Third, while in the MGN CS responses during conditioning and extinction are comparable, in the BLA neurons display CS responses during extinction that are much lower than the ones during conditioning. This is a marked discrepancy between MNG and BLA activity that suggests that other BLA inputs contribute to the active inhibition of BLA neurons during extinction. This may indeed be somehow related to adrenergic inputs which also show functional differences in Figure 6. This should be elaborated on in the discussion.

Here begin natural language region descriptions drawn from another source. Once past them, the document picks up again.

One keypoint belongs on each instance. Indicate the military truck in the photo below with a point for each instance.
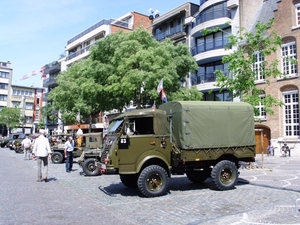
(198, 138)
(91, 154)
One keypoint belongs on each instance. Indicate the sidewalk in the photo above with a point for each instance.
(274, 172)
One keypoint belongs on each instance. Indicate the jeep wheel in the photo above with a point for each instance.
(89, 167)
(153, 181)
(197, 177)
(224, 175)
(129, 180)
(57, 158)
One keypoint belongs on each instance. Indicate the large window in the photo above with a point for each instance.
(288, 51)
(4, 74)
(261, 109)
(218, 96)
(258, 60)
(206, 72)
(29, 105)
(3, 97)
(212, 41)
(297, 14)
(291, 114)
(3, 86)
(212, 12)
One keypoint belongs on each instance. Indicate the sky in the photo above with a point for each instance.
(35, 32)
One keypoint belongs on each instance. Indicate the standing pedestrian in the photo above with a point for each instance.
(69, 148)
(41, 151)
(26, 143)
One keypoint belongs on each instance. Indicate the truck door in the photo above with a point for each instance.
(139, 139)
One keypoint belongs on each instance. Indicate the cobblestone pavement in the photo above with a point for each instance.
(263, 196)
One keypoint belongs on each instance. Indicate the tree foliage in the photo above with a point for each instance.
(242, 82)
(11, 117)
(118, 68)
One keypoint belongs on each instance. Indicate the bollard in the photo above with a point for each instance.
(297, 209)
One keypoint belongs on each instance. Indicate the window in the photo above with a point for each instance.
(288, 51)
(16, 104)
(258, 66)
(261, 108)
(4, 74)
(297, 14)
(3, 86)
(29, 105)
(37, 115)
(291, 114)
(3, 97)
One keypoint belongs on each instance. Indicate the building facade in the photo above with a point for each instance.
(208, 49)
(30, 100)
(78, 48)
(283, 126)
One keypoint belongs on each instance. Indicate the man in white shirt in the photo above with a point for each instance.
(69, 148)
(26, 143)
(41, 151)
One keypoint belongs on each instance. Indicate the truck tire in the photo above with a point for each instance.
(89, 167)
(153, 181)
(129, 180)
(197, 177)
(57, 158)
(224, 175)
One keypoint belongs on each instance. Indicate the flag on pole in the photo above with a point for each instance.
(163, 96)
(160, 86)
(154, 105)
(78, 117)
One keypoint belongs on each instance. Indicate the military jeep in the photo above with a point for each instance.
(91, 154)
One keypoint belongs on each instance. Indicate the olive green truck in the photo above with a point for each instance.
(198, 138)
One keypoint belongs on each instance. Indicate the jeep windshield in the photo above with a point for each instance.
(115, 126)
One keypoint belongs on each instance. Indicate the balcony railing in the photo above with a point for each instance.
(210, 45)
(169, 33)
(201, 78)
(102, 22)
(203, 17)
(79, 52)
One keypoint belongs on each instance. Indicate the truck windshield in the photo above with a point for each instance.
(114, 125)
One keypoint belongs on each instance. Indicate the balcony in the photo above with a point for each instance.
(52, 67)
(201, 78)
(172, 33)
(102, 22)
(49, 81)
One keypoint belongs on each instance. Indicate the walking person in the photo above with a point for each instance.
(26, 143)
(41, 151)
(69, 148)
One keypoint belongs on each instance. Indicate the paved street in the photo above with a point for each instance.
(263, 196)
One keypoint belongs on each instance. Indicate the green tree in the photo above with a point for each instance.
(118, 67)
(11, 117)
(240, 65)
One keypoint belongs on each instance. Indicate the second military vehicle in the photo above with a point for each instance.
(198, 138)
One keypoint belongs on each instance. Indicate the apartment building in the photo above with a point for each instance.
(5, 81)
(283, 126)
(29, 99)
(208, 50)
(78, 47)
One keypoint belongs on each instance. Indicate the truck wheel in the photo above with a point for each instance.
(89, 167)
(129, 180)
(197, 177)
(153, 181)
(57, 157)
(224, 175)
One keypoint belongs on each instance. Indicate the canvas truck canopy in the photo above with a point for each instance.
(204, 124)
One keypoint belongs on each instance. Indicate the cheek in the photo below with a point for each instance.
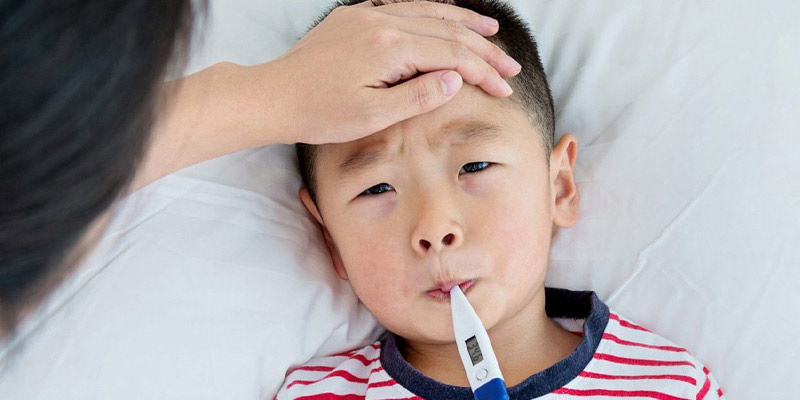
(519, 225)
(375, 267)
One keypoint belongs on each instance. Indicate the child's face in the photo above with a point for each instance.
(435, 223)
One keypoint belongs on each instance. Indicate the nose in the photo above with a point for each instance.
(437, 228)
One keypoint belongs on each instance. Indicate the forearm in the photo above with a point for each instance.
(217, 111)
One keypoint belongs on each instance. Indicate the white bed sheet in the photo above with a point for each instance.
(212, 281)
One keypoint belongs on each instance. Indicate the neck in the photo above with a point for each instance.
(526, 343)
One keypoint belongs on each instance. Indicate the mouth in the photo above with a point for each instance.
(442, 292)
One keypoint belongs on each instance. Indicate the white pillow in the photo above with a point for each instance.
(210, 282)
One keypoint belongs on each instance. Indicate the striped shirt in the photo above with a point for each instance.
(615, 358)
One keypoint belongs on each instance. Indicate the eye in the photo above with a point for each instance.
(377, 189)
(474, 167)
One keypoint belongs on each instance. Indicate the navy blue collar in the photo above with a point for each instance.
(559, 303)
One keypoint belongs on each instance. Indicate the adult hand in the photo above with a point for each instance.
(337, 84)
(338, 79)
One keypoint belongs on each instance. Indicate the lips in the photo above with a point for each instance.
(442, 292)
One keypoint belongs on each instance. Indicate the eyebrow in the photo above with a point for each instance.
(459, 133)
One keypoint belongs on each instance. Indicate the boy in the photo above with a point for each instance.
(469, 194)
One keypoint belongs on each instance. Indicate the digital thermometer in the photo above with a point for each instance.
(476, 352)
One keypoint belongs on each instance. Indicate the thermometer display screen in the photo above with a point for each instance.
(474, 350)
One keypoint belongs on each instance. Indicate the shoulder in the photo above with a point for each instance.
(346, 375)
(631, 358)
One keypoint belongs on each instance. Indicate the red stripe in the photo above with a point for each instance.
(683, 378)
(376, 369)
(338, 373)
(707, 385)
(331, 396)
(364, 360)
(390, 382)
(323, 368)
(618, 393)
(640, 361)
(649, 346)
(627, 324)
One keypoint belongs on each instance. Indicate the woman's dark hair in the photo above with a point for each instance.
(78, 84)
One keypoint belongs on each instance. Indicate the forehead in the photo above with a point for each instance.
(472, 118)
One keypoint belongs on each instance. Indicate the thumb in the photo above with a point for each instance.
(423, 93)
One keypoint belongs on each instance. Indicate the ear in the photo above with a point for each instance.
(563, 190)
(336, 258)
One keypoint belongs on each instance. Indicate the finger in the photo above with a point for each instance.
(427, 54)
(481, 24)
(455, 32)
(419, 95)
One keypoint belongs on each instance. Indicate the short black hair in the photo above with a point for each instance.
(531, 90)
(78, 86)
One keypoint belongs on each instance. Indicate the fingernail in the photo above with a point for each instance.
(490, 21)
(451, 81)
(507, 88)
(514, 63)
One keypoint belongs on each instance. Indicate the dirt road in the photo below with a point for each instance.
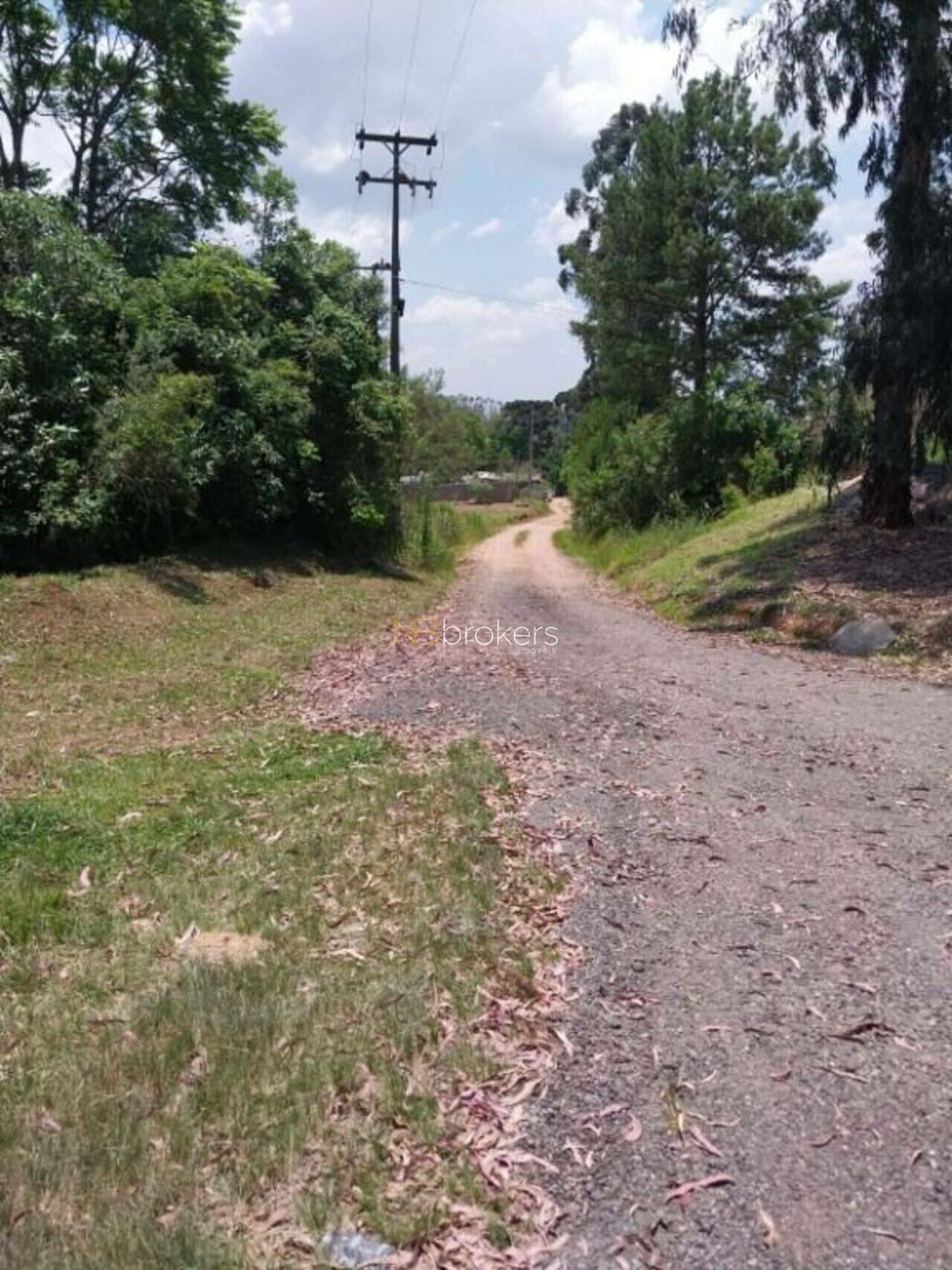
(765, 844)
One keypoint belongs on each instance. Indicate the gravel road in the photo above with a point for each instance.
(765, 919)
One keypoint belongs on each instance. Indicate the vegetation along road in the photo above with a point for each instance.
(754, 1062)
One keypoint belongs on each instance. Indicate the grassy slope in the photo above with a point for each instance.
(147, 1097)
(693, 571)
(785, 571)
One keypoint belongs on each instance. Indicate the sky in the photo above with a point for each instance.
(515, 106)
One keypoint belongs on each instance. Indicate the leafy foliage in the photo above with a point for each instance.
(140, 92)
(705, 325)
(887, 62)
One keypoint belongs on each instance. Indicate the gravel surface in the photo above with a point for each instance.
(765, 919)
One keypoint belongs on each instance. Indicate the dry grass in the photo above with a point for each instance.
(242, 966)
(151, 1097)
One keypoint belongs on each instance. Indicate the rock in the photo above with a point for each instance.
(863, 637)
(350, 1250)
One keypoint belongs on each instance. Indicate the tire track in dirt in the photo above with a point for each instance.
(765, 920)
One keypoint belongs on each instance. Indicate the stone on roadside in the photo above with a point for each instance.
(863, 637)
(350, 1250)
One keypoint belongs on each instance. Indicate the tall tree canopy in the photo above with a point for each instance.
(140, 91)
(700, 233)
(887, 61)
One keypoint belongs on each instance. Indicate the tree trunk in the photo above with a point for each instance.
(887, 496)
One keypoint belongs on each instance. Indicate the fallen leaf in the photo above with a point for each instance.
(885, 1235)
(567, 1045)
(770, 1228)
(187, 935)
(698, 1184)
(634, 1132)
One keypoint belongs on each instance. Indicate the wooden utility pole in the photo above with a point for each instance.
(398, 145)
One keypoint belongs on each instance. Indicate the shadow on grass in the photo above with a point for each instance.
(752, 582)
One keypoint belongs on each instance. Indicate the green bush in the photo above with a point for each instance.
(138, 413)
(152, 463)
(626, 470)
(61, 359)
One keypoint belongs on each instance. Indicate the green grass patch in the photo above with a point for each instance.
(125, 657)
(138, 1083)
(149, 1097)
(718, 574)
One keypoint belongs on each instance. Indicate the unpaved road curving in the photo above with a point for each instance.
(765, 920)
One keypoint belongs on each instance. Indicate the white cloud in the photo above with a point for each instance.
(506, 347)
(849, 258)
(267, 17)
(614, 60)
(327, 158)
(553, 229)
(541, 290)
(367, 234)
(446, 231)
(488, 228)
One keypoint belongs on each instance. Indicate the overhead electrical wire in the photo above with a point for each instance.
(541, 305)
(414, 41)
(367, 61)
(454, 65)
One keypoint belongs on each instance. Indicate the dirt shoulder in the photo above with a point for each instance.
(763, 923)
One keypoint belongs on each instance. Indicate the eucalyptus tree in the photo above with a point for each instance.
(885, 62)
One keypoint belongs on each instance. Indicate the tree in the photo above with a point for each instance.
(445, 438)
(140, 91)
(701, 229)
(524, 426)
(61, 357)
(272, 206)
(889, 61)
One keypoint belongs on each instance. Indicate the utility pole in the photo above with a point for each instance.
(398, 145)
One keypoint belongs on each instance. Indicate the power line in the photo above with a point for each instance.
(541, 305)
(367, 60)
(396, 147)
(411, 64)
(454, 65)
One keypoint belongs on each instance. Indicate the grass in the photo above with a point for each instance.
(704, 573)
(787, 571)
(155, 1101)
(126, 655)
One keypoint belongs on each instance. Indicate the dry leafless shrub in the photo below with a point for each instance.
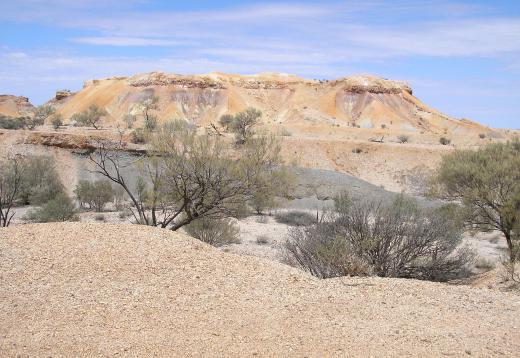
(369, 238)
(216, 232)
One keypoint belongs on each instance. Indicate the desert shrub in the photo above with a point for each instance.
(444, 141)
(369, 238)
(262, 219)
(57, 121)
(41, 181)
(484, 264)
(11, 180)
(226, 120)
(243, 123)
(275, 185)
(41, 113)
(96, 194)
(403, 139)
(119, 196)
(90, 117)
(189, 176)
(129, 120)
(216, 232)
(262, 240)
(295, 218)
(487, 184)
(7, 122)
(138, 136)
(150, 123)
(61, 208)
(125, 213)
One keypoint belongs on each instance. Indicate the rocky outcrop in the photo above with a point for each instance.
(163, 79)
(15, 106)
(357, 102)
(62, 94)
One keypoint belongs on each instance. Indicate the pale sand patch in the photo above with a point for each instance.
(86, 289)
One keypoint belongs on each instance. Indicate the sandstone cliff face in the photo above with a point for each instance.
(360, 101)
(15, 106)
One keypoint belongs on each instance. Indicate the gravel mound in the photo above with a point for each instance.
(78, 289)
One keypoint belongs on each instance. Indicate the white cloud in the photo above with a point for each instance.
(125, 41)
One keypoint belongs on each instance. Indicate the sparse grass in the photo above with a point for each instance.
(295, 218)
(494, 239)
(285, 132)
(262, 240)
(484, 264)
(262, 219)
(125, 213)
(444, 141)
(403, 139)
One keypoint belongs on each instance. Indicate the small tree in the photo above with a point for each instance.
(61, 208)
(90, 117)
(370, 238)
(57, 121)
(41, 180)
(41, 113)
(11, 180)
(149, 105)
(130, 119)
(487, 183)
(95, 194)
(226, 120)
(243, 123)
(189, 177)
(216, 232)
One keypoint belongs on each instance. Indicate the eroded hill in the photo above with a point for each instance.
(360, 101)
(77, 289)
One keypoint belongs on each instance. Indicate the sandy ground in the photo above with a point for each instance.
(87, 289)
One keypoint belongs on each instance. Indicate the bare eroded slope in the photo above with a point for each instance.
(79, 289)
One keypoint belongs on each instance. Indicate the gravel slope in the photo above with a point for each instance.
(78, 289)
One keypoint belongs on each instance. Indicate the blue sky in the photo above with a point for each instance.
(461, 57)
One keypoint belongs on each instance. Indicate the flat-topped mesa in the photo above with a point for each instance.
(268, 80)
(15, 105)
(165, 79)
(361, 84)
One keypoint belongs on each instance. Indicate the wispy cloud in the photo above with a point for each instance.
(314, 39)
(125, 41)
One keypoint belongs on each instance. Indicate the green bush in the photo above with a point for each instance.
(295, 218)
(138, 136)
(61, 208)
(57, 121)
(7, 122)
(41, 180)
(89, 117)
(96, 194)
(216, 232)
(388, 240)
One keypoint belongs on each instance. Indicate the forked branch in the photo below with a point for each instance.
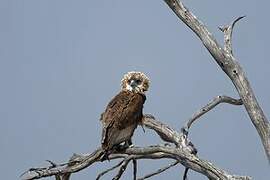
(182, 153)
(228, 63)
(213, 103)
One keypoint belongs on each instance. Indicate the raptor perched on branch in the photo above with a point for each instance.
(124, 112)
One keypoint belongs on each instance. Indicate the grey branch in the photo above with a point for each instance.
(159, 171)
(134, 161)
(181, 153)
(213, 103)
(109, 170)
(230, 66)
(123, 167)
(227, 30)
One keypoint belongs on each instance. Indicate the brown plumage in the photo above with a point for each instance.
(124, 112)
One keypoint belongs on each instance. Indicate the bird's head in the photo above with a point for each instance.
(135, 82)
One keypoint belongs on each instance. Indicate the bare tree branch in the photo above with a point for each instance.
(228, 35)
(134, 161)
(123, 167)
(159, 171)
(213, 103)
(181, 153)
(230, 66)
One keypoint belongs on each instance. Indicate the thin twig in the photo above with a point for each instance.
(217, 100)
(159, 171)
(108, 170)
(227, 30)
(122, 168)
(229, 64)
(134, 169)
(183, 155)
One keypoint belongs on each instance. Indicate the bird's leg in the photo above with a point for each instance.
(105, 156)
(122, 147)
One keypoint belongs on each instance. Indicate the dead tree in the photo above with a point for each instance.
(178, 147)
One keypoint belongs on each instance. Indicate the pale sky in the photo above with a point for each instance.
(61, 62)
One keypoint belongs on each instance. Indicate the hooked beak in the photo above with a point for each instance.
(133, 83)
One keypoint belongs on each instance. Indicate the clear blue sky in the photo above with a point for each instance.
(61, 61)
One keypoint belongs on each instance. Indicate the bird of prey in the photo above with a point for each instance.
(124, 112)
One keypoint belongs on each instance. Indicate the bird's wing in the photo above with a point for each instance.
(124, 110)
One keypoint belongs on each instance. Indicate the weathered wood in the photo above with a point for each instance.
(229, 64)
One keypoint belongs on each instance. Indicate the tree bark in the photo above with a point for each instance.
(228, 63)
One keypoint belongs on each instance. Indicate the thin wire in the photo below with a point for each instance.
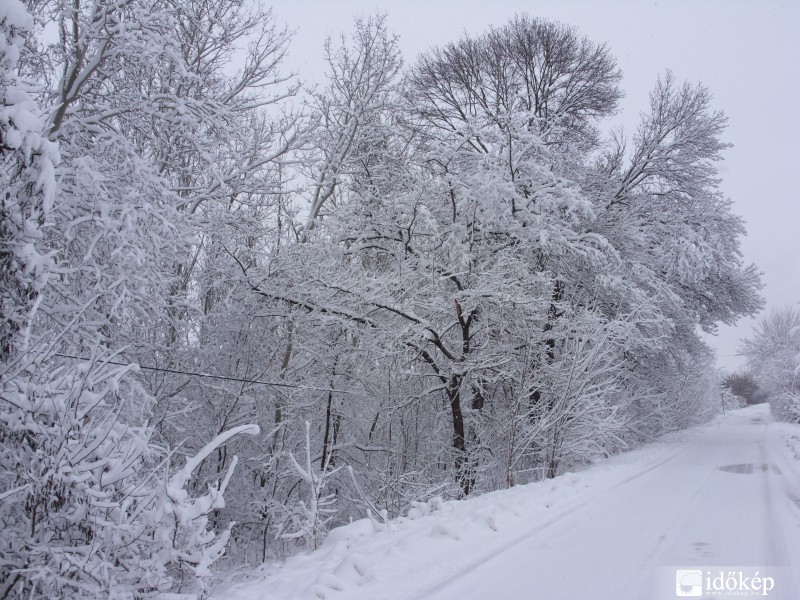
(209, 376)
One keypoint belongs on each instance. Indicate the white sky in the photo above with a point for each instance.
(747, 52)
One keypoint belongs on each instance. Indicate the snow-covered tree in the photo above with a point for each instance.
(773, 356)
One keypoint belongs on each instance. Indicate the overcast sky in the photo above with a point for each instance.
(747, 52)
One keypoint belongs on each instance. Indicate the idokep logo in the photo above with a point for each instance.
(689, 583)
(720, 583)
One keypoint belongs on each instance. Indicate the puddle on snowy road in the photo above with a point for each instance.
(743, 469)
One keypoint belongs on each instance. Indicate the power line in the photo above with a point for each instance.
(209, 376)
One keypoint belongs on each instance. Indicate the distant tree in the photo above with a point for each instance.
(773, 355)
(744, 385)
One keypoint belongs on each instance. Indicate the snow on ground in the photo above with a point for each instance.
(723, 494)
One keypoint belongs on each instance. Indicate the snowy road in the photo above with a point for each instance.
(726, 494)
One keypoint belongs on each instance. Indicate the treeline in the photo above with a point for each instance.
(433, 279)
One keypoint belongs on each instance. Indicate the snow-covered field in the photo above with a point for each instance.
(726, 494)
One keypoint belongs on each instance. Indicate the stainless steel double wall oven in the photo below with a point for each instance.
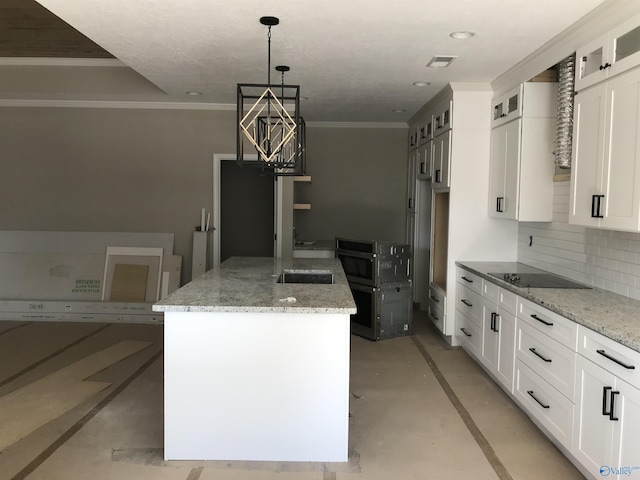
(379, 275)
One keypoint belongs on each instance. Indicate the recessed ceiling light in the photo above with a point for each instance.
(462, 35)
(441, 61)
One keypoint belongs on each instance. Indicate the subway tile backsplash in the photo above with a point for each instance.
(602, 258)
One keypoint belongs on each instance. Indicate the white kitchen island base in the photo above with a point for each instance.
(256, 386)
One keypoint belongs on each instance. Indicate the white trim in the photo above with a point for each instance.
(60, 62)
(357, 124)
(597, 22)
(115, 104)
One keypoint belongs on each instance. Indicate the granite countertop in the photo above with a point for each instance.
(614, 316)
(248, 284)
(314, 245)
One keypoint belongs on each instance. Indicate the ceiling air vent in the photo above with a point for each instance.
(441, 61)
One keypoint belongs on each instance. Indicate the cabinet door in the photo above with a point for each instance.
(588, 152)
(627, 410)
(441, 160)
(593, 429)
(506, 327)
(411, 180)
(425, 160)
(490, 336)
(497, 177)
(505, 170)
(621, 170)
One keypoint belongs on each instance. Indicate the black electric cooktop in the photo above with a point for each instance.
(537, 280)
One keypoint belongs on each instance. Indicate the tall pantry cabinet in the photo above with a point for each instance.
(458, 188)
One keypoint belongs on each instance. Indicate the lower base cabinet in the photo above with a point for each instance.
(607, 423)
(580, 387)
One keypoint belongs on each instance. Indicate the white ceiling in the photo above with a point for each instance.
(355, 60)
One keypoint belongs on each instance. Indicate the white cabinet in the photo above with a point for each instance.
(424, 158)
(605, 177)
(606, 421)
(440, 177)
(522, 160)
(498, 333)
(608, 55)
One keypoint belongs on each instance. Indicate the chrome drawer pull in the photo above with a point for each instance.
(530, 392)
(605, 355)
(535, 317)
(533, 350)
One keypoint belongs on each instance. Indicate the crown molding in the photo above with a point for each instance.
(357, 124)
(116, 104)
(60, 62)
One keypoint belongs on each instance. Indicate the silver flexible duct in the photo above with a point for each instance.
(564, 128)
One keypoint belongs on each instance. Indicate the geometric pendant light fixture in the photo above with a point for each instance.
(269, 122)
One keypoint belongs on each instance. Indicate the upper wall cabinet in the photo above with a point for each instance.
(522, 161)
(605, 174)
(609, 55)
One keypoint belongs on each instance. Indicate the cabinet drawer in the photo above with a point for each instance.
(469, 333)
(543, 402)
(623, 362)
(469, 280)
(551, 360)
(469, 302)
(550, 323)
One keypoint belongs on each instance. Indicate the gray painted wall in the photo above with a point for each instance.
(358, 184)
(130, 170)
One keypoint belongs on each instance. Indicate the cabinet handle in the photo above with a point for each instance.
(605, 390)
(530, 392)
(535, 317)
(596, 203)
(606, 355)
(533, 350)
(613, 406)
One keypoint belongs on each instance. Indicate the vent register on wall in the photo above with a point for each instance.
(379, 277)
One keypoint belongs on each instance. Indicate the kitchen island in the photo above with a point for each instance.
(255, 369)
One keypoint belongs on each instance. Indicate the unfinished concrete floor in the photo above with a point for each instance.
(407, 422)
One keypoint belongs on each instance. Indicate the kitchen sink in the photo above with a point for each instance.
(306, 276)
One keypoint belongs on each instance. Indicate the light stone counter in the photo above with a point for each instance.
(248, 284)
(610, 314)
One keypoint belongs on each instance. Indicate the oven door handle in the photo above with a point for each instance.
(351, 253)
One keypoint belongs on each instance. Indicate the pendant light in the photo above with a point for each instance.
(269, 122)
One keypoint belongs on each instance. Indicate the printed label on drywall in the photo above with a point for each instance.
(86, 286)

We have discussed this in the revised manuscript: (The BLA also differed from the incoming LT projections in its response… by which the original fear memory is erased and the extinguished CS becomes habituated (An et al., 2017)).

7. It is nice to see that the results are very much in line with what was recently reported by Kang and colleagues in 2022 who showed that SPFp (a part of the MGN) responds to unconditioned cues including looming stimuli. Similarly, Taylor et al. 2021 showed that MGB neurons projecting to the BLA respond to tones and are modulated by fear conditioning. Nevertheless, these two studies impinge on the novelty of the findings here. Can the authors help the reviewers clarify what are the important novel findings of this study?

In the revised manuscript, we put in perspective our findings to those from the labs of Dr. Mátyás, Dr. Han, and Dr. Gründemann: (Recents works on associative learned threats…This provides new avenues for further investigation.)